If Pope Francis wants to change the canon law forbidding ecclesiastical funeral rites for “manifest sinners who cannot be granted ecclesiastical funerals without scandal” (1983 CIC 1184 § 1 n. 1) he can do so. Till then Church law forbidding such funerals, a law that dates back many centuries, remains in effect, and its apparent gross violation last week by clergy of the Archdiocese of Boston, who (seemingly with approval from the chancery), granted notorious mob murderer James “Whitey” Bulger a Catholic funeral Mass, hardly justifies granting Church funerals to other “manifest sinners” who do not give “some signs of repentance before death”—which no one claims Bulger gave—not that that fact gave James Martin, sj, any pause before tweeting Bulger’s funeral as preemptive justification for Church funerals for “LGBT person[s even though] they are married”.

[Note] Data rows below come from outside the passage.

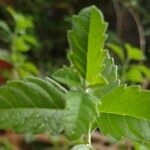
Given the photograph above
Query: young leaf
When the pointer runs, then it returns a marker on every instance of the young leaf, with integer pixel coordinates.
(110, 73)
(86, 40)
(79, 114)
(118, 50)
(67, 76)
(31, 105)
(134, 75)
(134, 53)
(125, 113)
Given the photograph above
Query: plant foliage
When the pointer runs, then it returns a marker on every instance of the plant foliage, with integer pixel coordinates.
(92, 95)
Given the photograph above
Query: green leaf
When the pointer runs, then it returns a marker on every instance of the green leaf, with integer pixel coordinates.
(82, 147)
(110, 73)
(143, 69)
(86, 40)
(31, 105)
(134, 75)
(80, 112)
(134, 53)
(125, 113)
(67, 76)
(117, 50)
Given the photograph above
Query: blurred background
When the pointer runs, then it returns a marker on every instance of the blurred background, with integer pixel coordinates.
(33, 42)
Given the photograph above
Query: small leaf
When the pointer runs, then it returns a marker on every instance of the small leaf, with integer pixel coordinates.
(110, 73)
(67, 76)
(134, 75)
(117, 50)
(134, 53)
(125, 113)
(86, 40)
(80, 113)
(31, 105)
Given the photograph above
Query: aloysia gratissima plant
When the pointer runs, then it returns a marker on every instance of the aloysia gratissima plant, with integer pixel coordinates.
(94, 97)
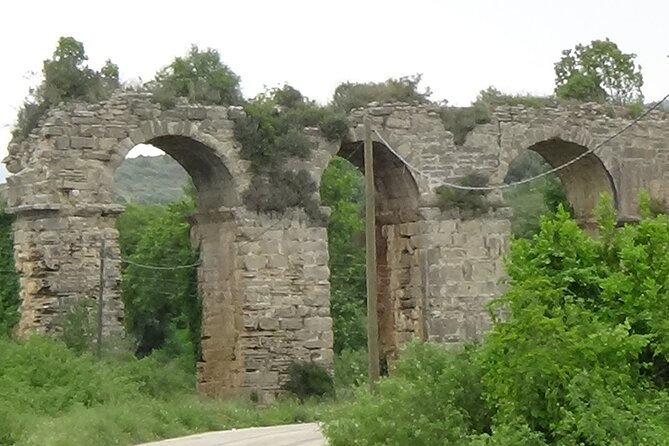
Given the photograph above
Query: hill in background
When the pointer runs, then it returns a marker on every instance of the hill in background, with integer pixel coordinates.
(149, 180)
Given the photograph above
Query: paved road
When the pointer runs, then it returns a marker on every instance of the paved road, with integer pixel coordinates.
(290, 435)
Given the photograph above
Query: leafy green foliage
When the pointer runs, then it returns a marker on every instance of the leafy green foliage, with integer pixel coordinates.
(434, 397)
(270, 132)
(532, 200)
(200, 77)
(342, 189)
(349, 96)
(308, 379)
(277, 191)
(469, 200)
(9, 279)
(462, 120)
(158, 315)
(54, 397)
(598, 72)
(579, 358)
(66, 77)
(350, 368)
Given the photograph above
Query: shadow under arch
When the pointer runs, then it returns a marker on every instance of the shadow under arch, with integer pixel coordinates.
(213, 180)
(220, 367)
(397, 201)
(584, 180)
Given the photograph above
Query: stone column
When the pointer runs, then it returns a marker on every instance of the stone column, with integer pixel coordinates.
(58, 257)
(220, 369)
(283, 270)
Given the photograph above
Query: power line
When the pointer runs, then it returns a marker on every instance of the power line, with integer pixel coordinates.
(160, 267)
(536, 177)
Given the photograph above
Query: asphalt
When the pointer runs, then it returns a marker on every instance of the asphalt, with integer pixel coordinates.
(289, 435)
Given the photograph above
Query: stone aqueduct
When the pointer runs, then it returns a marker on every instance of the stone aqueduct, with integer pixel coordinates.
(264, 278)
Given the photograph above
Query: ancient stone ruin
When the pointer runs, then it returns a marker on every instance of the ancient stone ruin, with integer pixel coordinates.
(264, 278)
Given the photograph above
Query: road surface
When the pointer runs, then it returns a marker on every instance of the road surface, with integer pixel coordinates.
(290, 435)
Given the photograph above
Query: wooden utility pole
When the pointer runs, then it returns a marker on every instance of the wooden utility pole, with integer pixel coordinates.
(101, 293)
(370, 238)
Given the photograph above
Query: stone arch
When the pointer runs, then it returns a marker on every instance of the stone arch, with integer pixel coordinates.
(216, 172)
(397, 204)
(215, 168)
(584, 181)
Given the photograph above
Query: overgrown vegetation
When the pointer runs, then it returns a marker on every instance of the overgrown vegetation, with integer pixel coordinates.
(532, 200)
(9, 280)
(349, 96)
(599, 72)
(580, 359)
(162, 307)
(200, 77)
(51, 396)
(65, 77)
(271, 132)
(462, 120)
(309, 380)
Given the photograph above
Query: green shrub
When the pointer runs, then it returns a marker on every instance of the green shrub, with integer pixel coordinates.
(66, 77)
(350, 369)
(349, 96)
(432, 397)
(462, 120)
(200, 77)
(271, 132)
(308, 379)
(580, 357)
(279, 190)
(469, 200)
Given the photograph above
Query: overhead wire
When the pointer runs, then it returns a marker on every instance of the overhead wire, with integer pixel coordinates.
(535, 177)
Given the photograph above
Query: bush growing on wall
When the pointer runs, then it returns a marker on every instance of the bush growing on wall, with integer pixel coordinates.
(65, 77)
(349, 95)
(200, 77)
(271, 132)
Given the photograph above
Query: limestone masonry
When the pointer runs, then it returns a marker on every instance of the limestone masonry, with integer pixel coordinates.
(264, 279)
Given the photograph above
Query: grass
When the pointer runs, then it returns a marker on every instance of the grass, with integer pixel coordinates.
(52, 396)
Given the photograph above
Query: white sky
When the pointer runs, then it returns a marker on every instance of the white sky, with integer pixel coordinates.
(460, 46)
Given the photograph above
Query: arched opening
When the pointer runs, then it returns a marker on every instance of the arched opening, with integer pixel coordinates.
(396, 204)
(578, 186)
(176, 244)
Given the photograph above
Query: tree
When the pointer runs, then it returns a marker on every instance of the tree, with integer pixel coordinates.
(201, 77)
(65, 77)
(342, 189)
(599, 72)
(162, 307)
(348, 96)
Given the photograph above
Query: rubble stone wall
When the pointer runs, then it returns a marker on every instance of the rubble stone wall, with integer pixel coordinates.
(264, 278)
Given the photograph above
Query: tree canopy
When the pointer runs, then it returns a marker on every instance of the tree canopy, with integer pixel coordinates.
(201, 77)
(598, 72)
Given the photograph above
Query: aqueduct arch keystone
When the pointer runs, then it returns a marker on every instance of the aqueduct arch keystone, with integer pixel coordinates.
(264, 278)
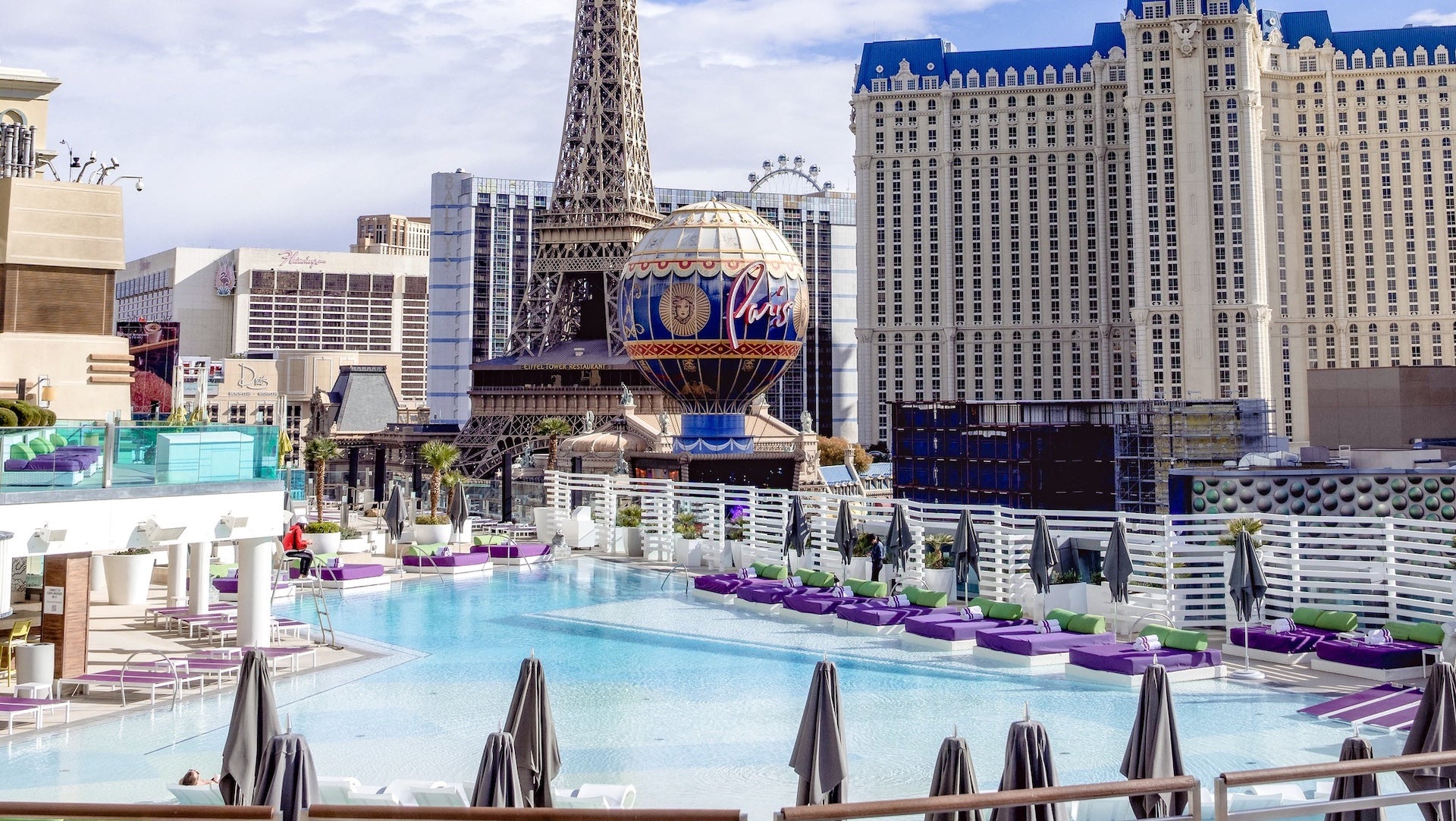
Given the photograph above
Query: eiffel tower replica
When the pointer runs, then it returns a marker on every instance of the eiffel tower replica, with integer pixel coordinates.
(566, 357)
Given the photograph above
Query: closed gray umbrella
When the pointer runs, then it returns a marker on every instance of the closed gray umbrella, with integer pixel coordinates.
(1356, 749)
(1043, 555)
(954, 773)
(967, 552)
(1435, 731)
(797, 529)
(395, 514)
(1152, 749)
(498, 782)
(1028, 765)
(845, 532)
(538, 756)
(286, 776)
(253, 727)
(899, 539)
(819, 751)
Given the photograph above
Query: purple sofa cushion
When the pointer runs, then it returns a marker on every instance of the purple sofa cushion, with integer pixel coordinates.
(1131, 661)
(1376, 657)
(522, 551)
(877, 613)
(1024, 640)
(452, 561)
(1299, 640)
(951, 628)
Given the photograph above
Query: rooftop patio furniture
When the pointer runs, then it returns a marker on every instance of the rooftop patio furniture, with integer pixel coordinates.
(1025, 645)
(949, 631)
(1184, 654)
(1298, 643)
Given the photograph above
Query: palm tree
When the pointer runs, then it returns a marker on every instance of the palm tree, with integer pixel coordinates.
(554, 428)
(318, 455)
(438, 456)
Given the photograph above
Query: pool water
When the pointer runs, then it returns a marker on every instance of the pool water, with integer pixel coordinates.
(696, 705)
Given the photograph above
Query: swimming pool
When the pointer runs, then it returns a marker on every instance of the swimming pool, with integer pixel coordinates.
(696, 705)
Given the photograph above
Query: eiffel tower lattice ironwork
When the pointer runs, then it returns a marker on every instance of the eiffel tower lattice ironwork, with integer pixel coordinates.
(603, 200)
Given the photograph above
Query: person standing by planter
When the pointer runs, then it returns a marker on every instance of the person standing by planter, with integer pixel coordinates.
(296, 546)
(877, 556)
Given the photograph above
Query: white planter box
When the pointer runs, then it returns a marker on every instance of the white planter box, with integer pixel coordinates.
(1068, 597)
(431, 533)
(127, 578)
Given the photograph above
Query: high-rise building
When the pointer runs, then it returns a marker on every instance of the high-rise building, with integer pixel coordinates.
(251, 299)
(391, 233)
(1203, 203)
(494, 261)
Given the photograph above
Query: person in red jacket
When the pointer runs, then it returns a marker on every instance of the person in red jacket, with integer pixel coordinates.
(296, 546)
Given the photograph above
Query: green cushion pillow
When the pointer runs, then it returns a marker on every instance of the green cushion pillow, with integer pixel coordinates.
(1002, 610)
(1062, 618)
(1187, 640)
(1337, 621)
(1084, 624)
(928, 597)
(1427, 632)
(1400, 631)
(1307, 616)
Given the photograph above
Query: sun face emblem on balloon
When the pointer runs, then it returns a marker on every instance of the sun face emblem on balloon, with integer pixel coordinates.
(683, 309)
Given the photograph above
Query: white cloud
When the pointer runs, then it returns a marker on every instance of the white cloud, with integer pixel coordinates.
(277, 123)
(1432, 17)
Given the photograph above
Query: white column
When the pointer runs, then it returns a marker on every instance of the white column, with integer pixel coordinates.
(199, 577)
(254, 594)
(177, 574)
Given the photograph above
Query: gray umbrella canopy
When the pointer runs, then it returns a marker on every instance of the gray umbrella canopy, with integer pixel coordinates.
(1152, 749)
(1043, 555)
(1028, 765)
(845, 532)
(954, 775)
(395, 513)
(965, 549)
(797, 529)
(498, 782)
(1356, 749)
(538, 756)
(254, 724)
(1247, 584)
(1117, 567)
(899, 539)
(1435, 731)
(819, 751)
(456, 510)
(286, 776)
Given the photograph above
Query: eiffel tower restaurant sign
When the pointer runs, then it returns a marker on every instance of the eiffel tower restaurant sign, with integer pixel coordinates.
(714, 307)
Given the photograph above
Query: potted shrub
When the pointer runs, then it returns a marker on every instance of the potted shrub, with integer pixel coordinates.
(324, 536)
(940, 568)
(128, 574)
(626, 539)
(736, 532)
(689, 546)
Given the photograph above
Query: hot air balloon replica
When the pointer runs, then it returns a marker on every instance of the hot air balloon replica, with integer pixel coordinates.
(714, 307)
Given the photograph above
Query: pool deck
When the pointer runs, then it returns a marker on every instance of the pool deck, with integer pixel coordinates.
(120, 631)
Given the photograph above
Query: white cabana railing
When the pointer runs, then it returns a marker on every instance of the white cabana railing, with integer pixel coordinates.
(1379, 568)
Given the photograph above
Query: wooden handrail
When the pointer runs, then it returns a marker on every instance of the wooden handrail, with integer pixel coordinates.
(120, 811)
(987, 800)
(1334, 769)
(341, 811)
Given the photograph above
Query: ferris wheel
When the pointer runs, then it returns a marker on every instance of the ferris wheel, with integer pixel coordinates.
(788, 178)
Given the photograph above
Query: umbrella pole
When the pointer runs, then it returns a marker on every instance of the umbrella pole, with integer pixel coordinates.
(1248, 673)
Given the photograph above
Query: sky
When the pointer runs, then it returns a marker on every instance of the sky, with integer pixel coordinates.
(275, 123)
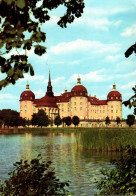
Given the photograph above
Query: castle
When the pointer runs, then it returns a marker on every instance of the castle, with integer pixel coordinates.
(76, 102)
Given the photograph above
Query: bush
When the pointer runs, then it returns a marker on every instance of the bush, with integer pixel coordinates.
(36, 178)
(122, 179)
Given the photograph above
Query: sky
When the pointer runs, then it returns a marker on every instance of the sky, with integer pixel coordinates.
(93, 46)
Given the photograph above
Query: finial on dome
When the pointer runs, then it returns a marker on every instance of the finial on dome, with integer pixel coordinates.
(27, 85)
(114, 86)
(78, 79)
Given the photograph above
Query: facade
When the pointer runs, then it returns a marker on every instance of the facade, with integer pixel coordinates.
(76, 102)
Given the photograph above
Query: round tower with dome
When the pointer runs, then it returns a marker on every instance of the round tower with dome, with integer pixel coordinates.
(114, 104)
(79, 100)
(26, 103)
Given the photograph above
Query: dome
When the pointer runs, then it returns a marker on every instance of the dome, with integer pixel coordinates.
(46, 101)
(27, 95)
(114, 95)
(79, 90)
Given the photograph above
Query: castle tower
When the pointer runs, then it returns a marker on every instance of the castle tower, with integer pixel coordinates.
(26, 103)
(49, 87)
(114, 101)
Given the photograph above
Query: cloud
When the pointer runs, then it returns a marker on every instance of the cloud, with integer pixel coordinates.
(128, 86)
(8, 98)
(113, 58)
(131, 74)
(105, 11)
(95, 76)
(32, 78)
(58, 79)
(84, 46)
(39, 93)
(129, 31)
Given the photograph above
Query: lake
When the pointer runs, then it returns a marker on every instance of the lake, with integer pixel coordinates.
(77, 165)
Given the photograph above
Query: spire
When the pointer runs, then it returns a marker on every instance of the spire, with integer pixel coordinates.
(114, 87)
(49, 87)
(78, 79)
(49, 78)
(27, 85)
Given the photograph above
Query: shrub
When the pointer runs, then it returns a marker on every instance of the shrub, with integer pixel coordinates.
(121, 180)
(36, 178)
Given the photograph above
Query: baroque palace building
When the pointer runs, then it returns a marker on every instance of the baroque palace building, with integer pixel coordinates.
(76, 102)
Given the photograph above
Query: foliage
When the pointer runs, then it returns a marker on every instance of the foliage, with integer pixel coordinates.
(118, 120)
(35, 178)
(75, 120)
(130, 120)
(20, 30)
(11, 118)
(40, 119)
(68, 120)
(63, 120)
(107, 120)
(121, 180)
(132, 101)
(107, 139)
(57, 121)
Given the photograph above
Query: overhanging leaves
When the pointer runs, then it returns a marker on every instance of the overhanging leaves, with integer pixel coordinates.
(21, 18)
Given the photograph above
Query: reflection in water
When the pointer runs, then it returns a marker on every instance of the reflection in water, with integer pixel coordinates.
(78, 166)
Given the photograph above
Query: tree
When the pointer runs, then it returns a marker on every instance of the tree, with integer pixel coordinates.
(131, 102)
(130, 120)
(42, 119)
(57, 121)
(68, 121)
(63, 121)
(107, 120)
(20, 30)
(75, 120)
(118, 120)
(33, 178)
(121, 179)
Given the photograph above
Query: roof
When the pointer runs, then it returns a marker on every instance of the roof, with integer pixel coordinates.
(27, 95)
(79, 90)
(114, 95)
(46, 101)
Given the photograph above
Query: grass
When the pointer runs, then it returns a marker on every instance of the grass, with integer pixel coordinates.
(108, 139)
(98, 139)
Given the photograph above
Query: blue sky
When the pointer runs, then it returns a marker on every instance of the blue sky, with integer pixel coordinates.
(93, 47)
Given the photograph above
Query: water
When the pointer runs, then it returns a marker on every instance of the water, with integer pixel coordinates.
(73, 164)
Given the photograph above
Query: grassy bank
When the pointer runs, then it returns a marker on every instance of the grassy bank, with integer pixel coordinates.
(108, 139)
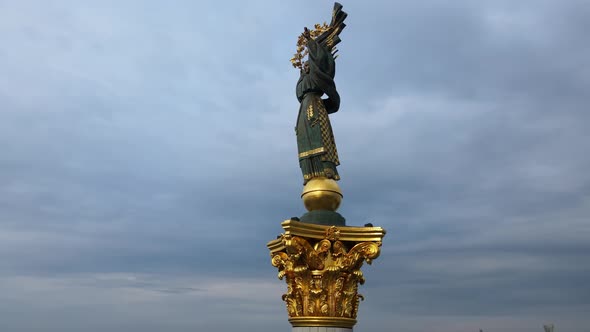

To be sure, few priests and prelates seem willing to observe even the softened canon law restricting ecclesiastical funerals that has been in effect since 1983. One bishop who did observe it was Brooklyn Bp. Thomas Daily who denied ecclesiastical funeral rites to John “the Dapper Don” Gotti, an American Mafia chieftain who died in prison in 2001. I defended Daily’s refusal here: Edward Peters, “Lest amateurs argue canon law: a reply to Patrick Gordon’s brief against Bp. Thomas Daily”, Angelicum 83 (2006) 121-142, on-line here. In accord with canon law (e.g., 1983 CIC 901), I would note, a later memorial Mass was permitted for Gotti (just as one would be permitted for Bulger and Martin’s ‘same-sex spouses’). But other bishops who think that canon law means what canon law says, besides Madison WI Bp. Morlino and Springfield IL Bp. Paprocki, seem few. 

Now, to be clear (in case some folks think law means always having to say No) following the canon law on funerals does not always mean refusing such rites in controversial cases. For example, in 2009 the Archdiocese of Boston accorded the notoriously pro-abortion, etc., Sen. Edward Kennedy a Church funeral, a decision I defended as being within the law given public evidence that Kennedy had met the admittedly very low canonical standards for giving “signs of repentance” prior to his death. See Edward Peters, “Still trying to get the Kennedy funeral lessons right”, Fellowship of Catholic Scholars Quarterly 34/1 (Spring 2011) 57-59. As I said, though, no such claims were offered re Bulger.

So if all of this boils down to, the canon law on funerals is not well understood for clergy or laity, and it might be pastorally more trouble than it’s worth, I say, okay, then explain and enforce the law as is, or modify, re-explain, and enforce a reformed law. But don’t leave the law in place, yet disregarded. There are good reasons for and against the law as written—pace, I would say, murder-suicides, and especially family annihilators like Steven Suepple, cases for which no justification, I think, can be foundbut for the rest I am willing to hear arguments for and against. So are many thoughtful others.

Till then, however, “manifest sinners” such as Whitey Bulger should not be accorded Church funeral rites and media priests such as Martin should not parlay violations of canon law into a reason to violate it again. That spreads disrespect for law and for the values it seeks to uphold; it implies that breaking the law itself justifies breaking it again. Of that mentality we need no more.

And may James Bulger, and his dozen-plus victims, rest in peace.